Guess what I wrote at facebook? Yep, I told everyone that I don't give a damn about people who had hurt me and didn't help me when I needed them to be. I mean seriously it's about time that they notice why I hate them oh so much. They were bitches and bastards. Who didn't deserve a life that they were given to consider how heartless they were.
I'm the person that I am today is was because of them. They made my childhood a horrible memory for me that I won't be able to forget them. I hate them for what they had done. Using me for their own advantage and then spread stupid rumors around school. One girl used me and it was because of her, they started to stray away from me. I never believed in best friends. Cause they might end up leaving your side, lie to your face, tell your darkest secrets and break you.

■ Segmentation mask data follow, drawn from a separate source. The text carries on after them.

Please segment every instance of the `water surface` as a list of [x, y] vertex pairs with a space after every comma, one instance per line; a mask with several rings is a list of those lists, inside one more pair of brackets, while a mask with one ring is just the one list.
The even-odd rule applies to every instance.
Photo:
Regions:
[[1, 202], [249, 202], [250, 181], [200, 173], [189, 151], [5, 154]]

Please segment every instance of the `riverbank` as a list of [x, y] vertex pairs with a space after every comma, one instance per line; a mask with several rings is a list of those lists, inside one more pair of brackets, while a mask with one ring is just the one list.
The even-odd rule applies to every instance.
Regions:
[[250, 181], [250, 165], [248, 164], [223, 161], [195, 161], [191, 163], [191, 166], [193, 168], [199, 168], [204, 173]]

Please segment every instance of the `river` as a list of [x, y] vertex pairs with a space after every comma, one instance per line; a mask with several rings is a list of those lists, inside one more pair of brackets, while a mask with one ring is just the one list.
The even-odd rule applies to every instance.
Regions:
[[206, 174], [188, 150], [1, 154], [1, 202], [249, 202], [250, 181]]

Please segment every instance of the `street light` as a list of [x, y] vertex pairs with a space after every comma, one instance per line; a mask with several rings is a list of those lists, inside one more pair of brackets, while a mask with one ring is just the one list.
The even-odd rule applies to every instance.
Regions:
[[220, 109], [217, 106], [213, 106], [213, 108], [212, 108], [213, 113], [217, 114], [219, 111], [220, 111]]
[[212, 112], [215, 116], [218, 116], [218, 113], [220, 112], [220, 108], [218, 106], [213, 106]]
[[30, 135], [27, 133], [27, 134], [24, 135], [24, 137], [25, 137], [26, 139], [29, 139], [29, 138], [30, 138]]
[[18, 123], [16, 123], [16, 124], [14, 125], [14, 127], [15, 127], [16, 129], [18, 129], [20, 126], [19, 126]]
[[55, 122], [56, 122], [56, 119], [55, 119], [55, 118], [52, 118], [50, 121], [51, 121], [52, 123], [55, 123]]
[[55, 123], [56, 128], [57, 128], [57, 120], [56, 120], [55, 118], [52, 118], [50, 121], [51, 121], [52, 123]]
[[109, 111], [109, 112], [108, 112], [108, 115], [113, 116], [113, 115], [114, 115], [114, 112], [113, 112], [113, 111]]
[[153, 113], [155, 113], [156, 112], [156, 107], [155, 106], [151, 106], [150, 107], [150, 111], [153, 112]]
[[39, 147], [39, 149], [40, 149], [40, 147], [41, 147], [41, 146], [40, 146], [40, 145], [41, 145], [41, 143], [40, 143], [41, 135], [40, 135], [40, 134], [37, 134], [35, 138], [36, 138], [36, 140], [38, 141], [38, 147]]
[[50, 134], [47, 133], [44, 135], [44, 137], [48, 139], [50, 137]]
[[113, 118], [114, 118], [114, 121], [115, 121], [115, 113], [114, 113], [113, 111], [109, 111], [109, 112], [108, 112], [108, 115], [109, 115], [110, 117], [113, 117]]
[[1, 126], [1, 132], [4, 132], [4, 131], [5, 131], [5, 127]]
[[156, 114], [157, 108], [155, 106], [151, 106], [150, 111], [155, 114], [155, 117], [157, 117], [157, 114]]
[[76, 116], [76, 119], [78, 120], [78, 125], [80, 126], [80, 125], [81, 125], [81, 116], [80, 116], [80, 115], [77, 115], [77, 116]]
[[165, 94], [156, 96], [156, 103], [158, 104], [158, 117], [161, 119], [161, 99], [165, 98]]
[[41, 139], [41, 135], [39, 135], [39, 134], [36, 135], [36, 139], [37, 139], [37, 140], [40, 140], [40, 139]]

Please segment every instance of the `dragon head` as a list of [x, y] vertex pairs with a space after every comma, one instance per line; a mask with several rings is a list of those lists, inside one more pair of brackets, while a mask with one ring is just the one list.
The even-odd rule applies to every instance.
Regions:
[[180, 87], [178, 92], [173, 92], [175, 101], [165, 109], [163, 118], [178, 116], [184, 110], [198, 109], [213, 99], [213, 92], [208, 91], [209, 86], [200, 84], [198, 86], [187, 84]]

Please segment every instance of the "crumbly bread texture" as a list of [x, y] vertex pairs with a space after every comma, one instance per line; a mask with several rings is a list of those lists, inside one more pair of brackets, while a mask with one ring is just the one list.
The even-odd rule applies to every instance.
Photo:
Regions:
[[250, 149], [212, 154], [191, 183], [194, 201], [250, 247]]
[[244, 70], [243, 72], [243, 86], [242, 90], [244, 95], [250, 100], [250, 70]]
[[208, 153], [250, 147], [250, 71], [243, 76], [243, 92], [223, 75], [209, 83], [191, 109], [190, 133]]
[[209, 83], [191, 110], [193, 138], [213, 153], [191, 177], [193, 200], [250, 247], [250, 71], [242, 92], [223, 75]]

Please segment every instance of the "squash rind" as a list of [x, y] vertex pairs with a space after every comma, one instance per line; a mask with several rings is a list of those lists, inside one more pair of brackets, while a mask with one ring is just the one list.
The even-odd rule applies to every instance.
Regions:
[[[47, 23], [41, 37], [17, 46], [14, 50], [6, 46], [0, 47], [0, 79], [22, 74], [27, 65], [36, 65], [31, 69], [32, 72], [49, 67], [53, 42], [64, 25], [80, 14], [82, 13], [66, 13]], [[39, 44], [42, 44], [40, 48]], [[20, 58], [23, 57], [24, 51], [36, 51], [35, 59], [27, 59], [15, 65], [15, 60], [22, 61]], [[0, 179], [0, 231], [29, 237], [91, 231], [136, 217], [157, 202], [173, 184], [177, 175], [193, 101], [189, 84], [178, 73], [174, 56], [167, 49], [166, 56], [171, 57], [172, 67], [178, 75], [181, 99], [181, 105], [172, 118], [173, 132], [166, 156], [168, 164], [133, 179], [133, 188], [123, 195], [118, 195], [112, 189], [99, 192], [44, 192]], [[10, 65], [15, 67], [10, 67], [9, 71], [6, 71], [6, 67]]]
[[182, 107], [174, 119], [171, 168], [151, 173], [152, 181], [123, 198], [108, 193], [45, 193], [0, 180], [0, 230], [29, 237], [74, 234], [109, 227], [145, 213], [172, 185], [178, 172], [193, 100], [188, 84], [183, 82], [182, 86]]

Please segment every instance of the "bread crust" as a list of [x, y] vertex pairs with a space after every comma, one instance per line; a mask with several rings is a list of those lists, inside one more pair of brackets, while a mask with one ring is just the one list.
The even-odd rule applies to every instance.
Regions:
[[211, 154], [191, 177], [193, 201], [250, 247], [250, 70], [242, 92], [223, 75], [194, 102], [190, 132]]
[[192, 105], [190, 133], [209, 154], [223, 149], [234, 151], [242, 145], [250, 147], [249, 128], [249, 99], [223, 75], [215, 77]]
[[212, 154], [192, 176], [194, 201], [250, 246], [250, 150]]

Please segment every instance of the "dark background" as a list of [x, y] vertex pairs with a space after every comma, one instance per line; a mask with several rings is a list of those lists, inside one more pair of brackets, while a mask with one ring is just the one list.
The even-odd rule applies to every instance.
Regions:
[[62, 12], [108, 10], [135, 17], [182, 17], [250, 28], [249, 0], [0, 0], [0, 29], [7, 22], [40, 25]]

It wasn't easy for me. I was in deep depression. I wasn't able to sleep, wakes up at unruly hours of the morning, eating disorder ( this is why I'm fat ), suicidal, anti-social and yeah hates to be close to other people. It wasn't easy for me. I had completely shut down from other people because of what they had done to me. People call me snobby cause I'm quiet and extremely shy. My friends who recently had a fight with me was mad at me for not being able to speak and yeah they completely loathe me for dating my book. I'm a great listener but I'm not much of a talker. Can't they accept that?
Well whatever. I'm just have to go ahead with life. Hopefully what my sister say is true about when you leave high school and enter college, you will have more friends then. Ugh... I don't know about that. Whatever. Okay this post is depressing.
It means I have to stop! So see ya!!!